Chapter 79 Acetaminophen
PATHOPHYSIOLOGY OF TOXIC EXPOSURE
Toxicity from acetaminophen occurs when critical metabolic pathways are either absent, deficient, or saturated.1,6-8 NAPQI is a highly active metabolite that alters the chemical structure of proteins and lipids and causes cellular damage.1,6 NAPQI can be neutralized by binding with the sulfhydryl groups of endogenous glutathione.1,6 When glutathione supplies are limited (as in the cat) or depleted (as with toxic exposure in any species), NAPQI accumulates and causes injury. NAPQI is a reactive oxygen species (free radical) that causes injury by binding cellular macromolecules, causing lipid peroxidation of membranes, and inducing direct cell injury and death.6 In patients with hepatic dysfunction (chronic liver disease) or increased activity of the cytochrome P450 enzyme system (drug-mediated enzyme induction such as with anticonvulsant therapy), toxicity may be more severe or may occur with lower levels of drug exposure.6 Primary or secondary damage may occur in the liver, red blood cells, kidneys, central nervous system (CNS), and gastrointestinal (GI) tract. Further details and mechanisms of injury are summarized in Table 79-1.
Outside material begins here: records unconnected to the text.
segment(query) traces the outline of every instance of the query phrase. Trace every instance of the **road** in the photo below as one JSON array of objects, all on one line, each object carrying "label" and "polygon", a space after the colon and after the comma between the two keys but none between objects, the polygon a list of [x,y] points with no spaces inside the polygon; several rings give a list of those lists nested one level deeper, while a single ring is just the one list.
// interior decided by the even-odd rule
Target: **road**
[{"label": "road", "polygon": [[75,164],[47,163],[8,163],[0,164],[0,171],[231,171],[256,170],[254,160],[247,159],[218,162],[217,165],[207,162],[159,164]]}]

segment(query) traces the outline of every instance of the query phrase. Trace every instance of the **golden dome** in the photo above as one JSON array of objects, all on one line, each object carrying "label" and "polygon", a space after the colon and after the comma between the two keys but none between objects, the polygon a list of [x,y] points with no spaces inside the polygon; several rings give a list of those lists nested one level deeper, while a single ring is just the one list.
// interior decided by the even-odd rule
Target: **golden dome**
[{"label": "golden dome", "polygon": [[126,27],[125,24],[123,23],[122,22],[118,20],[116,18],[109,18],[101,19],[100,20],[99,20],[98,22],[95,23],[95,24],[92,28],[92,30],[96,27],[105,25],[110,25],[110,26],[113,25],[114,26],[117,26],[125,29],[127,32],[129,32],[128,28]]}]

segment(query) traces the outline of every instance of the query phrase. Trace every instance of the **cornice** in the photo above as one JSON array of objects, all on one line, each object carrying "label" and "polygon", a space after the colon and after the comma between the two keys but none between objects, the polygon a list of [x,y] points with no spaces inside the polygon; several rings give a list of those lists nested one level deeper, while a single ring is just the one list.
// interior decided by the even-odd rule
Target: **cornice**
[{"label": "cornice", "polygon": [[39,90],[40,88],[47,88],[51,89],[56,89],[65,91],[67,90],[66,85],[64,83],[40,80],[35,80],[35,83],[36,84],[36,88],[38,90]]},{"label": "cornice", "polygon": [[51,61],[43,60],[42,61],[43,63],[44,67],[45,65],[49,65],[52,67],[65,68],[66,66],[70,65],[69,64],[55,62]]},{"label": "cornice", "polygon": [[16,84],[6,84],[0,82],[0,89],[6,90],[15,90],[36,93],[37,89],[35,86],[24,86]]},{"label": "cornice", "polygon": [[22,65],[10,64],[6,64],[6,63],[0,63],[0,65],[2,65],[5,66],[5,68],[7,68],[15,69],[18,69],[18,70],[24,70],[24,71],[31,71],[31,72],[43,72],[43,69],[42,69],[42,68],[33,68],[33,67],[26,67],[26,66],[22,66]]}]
Organ System | Mechanism of Injury | Site of Injury |
---|---|---|
Hepatic | Binding of NAPQI to sulfhydryl groups within the hepatocytes | Hepatocellular death and central lobular necrosis as NAPQI covalently binds to vital proteins and the lipid bilayer of hepatocyte membranes Location believed to be a result of the higher concentrations of cytochrome P450 around the central vein |
Hematologic | Binding of NAPQI and associated oxidative injury to the erythrocyte membrane and hemoglobin molecules | Methemoglobinemia, Heinz body formation, and associated hemolytic anemia Thrombocytopenia has also been reported with toxicities in humans |
Renal | Primary renal injury is less common; however, when it does occur the mechanism of injury is likely similar to that associated with direct hepatic injury (cytochrome P450 present in the proximal renal tubules) | Either direct acute renal tubular necrosis, or secondary renal injury via hepatorenal syndrome |
Central nervous system | Mechanism of primary injury not well described | Hepatic encephalopathy secondary to hepatic injury Primary neurologic injury may be uncommon Coma reported in some cases of human and feline toxicity |
Gastrointestinal | Secondary involvement a consequence of hepatotoxicity Primary gastrointestinal injury uncommon | Gastritis, gastric ulceration, gastric necrosis |
NAPQI,N-Acetyl-p-benzoquinone-imine.